The Cybersecurity and Infrastructure Safety Company (CISA) has added two vital Android Framework vulnerabilities to its Recognized Exploited Vulnerabilities (KEV) catalog, signaling energetic exploitation within the wild and prompting fast motion from organizations and system customers worldwide.
The vulnerabilities CVE-2025-48572 and CVE-2025-48633 had been formally listed on December 2, 2025, and signify a major menace to the thousands and thousands of Android gadgets in use throughout enterprise and shopper environments.
CVE-2025-48572 is an Android Framework privilege escalation vulnerability that allows attackers to raise their entry ranges on compromised gadgets.
This sort of vulnerability is hazardous as a result of it permits menace actors to bypass safety restrictions and acquire unauthorized management over delicate system capabilities.
Complementing this menace, CVE-2025-48633 represents an info disclosure vulnerability within the Android Framework, doubtlessly exposing confidential consumer information and system info to malicious actors.
The addition of those vulnerabilities to CISA’s KEV catalog displays the company’s dedication to sustaining the authoritative supply of actively exploited safety vulnerabilities .
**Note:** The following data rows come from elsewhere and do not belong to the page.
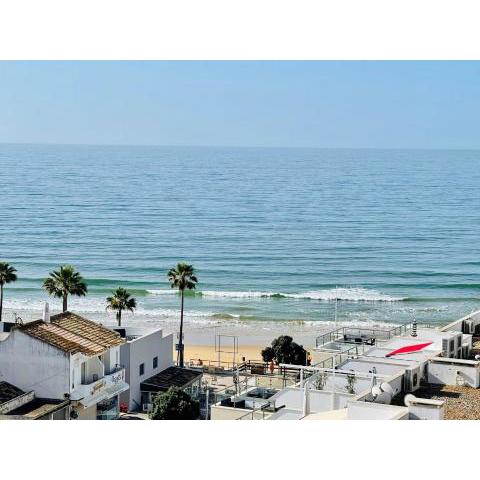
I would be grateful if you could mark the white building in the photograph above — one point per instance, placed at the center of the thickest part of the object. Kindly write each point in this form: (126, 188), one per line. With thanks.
(66, 356)
(145, 353)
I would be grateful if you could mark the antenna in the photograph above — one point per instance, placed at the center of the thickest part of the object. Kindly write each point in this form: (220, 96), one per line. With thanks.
(336, 304)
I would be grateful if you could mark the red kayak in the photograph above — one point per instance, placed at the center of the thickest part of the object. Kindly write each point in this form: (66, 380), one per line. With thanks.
(408, 349)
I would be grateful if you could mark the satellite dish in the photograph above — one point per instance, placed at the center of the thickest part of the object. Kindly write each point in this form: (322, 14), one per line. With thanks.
(409, 399)
(383, 393)
(387, 388)
(376, 392)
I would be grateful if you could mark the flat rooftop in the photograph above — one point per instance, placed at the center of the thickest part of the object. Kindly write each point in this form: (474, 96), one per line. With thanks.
(170, 377)
(461, 403)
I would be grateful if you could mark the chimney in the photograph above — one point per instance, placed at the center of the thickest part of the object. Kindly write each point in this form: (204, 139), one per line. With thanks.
(46, 313)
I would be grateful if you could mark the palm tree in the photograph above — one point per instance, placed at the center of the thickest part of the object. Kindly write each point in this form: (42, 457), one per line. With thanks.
(182, 277)
(7, 275)
(64, 282)
(121, 300)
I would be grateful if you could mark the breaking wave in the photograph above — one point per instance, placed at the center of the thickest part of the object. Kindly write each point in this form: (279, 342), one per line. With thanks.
(354, 294)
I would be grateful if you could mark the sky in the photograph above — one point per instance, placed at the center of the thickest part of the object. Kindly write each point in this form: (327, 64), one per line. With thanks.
(272, 104)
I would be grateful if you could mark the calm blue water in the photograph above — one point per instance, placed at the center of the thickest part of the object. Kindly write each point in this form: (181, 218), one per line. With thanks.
(272, 232)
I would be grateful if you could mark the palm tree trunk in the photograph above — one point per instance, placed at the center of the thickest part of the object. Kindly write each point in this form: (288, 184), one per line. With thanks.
(180, 341)
(1, 300)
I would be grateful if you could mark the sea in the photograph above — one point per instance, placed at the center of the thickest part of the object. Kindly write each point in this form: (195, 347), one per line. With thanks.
(281, 238)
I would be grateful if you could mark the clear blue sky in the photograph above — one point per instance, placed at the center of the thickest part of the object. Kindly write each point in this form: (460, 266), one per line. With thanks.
(324, 104)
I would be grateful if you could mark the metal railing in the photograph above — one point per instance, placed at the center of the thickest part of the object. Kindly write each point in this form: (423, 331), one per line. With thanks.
(361, 334)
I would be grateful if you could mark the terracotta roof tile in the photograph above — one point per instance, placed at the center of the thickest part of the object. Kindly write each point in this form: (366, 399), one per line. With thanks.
(72, 333)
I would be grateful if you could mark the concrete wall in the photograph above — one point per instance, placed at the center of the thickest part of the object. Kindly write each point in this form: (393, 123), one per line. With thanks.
(34, 365)
(422, 409)
(444, 372)
(89, 413)
(375, 411)
(143, 350)
(319, 400)
(218, 412)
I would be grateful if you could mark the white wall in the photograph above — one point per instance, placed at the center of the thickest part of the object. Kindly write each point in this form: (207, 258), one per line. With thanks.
(143, 350)
(319, 400)
(31, 364)
(445, 373)
(375, 411)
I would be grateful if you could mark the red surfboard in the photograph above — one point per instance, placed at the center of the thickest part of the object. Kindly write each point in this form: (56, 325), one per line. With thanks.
(408, 349)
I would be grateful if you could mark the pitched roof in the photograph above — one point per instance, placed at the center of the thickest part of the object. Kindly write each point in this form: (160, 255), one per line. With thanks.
(170, 377)
(72, 333)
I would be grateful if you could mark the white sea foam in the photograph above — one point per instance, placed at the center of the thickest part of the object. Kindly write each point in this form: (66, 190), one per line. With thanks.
(219, 294)
(353, 294)
(162, 292)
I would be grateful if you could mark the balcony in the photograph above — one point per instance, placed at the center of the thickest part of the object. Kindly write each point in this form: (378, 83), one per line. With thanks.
(106, 387)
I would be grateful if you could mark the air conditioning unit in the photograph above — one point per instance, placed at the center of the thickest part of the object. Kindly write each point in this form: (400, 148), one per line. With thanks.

The KEV catalog serves as a vital useful resource for community defenders, safety professionals, and organizations looking for to prioritize their vulnerability administration efforts successfully.
By monitoring real-world exploitation, CISA allows the cybersecurity group to focus remediation sources the place they matter most.
For organizations managing Android-based infrastructure or worker gadgets, the implications are substantial.
Android Zero-Day Vulnerability
CISA has set a due date of December 23, 2025, for remediation, offering a 21-day window for entities to deal with the vulnerabilities earlier than obligatory compliance necessities take impact.
The company recommends making use of mitigations per vendor directions because the fast precedence. For these unable to implement patches or mitigations, discontinuing use of affected merchandise could also be mandatory to stop compromise.
The menace panorama surrounding Android vulnerabilities continues to evolve as attackers more and more goal the platform’s widespread deployment.
Android gadgets handle roughly 70% of the worldwide cell market share, making them enticing targets for menace actors looking for most affect.
The mix of privilege escalation and data disclosure vectors creates a compounding menace attackers can exploit these vulnerabilities in sequence to realize full system management whereas exfiltrating delicate information.
Organizations ought to combine these vulnerabilities into their vulnerability administration prioritization frameworks instantly.
CISA supplies a number of entry codecs for the KEV catalog together with CSV, JSON, and JSON Schema variants enabling seamless integration into safety instruments and platforms.
This accessibility ensures that even organizations with restricted sources can leverage CISA’s intelligence to enhance their safety posture.
Suggestions
The addition of those Android vulnerabilities displays broader patterns within the menace panorama, the place cell platforms more and more change into vectors for stylish assaults.
Enterprise organizations ought to be certain that Cellular Machine Administration (MDM) options are configured to implement well timed patching and that workers are notified of the significance of accepting safety updates promptly.
As remediation timelines method, organizations are inspired to reference CISA’s advisory steerage and set up clear patching schedules.
The KEV catalog, up to date repeatedly as new exploited vulnerabilities emerge, stays a vital device for defenders looking for to remain forward of energetic menace exercise.
Observe us on Google Information, LinkedIn, and X to Get Immediate Updates and Set GBH as a Most well-liked Supply in Google.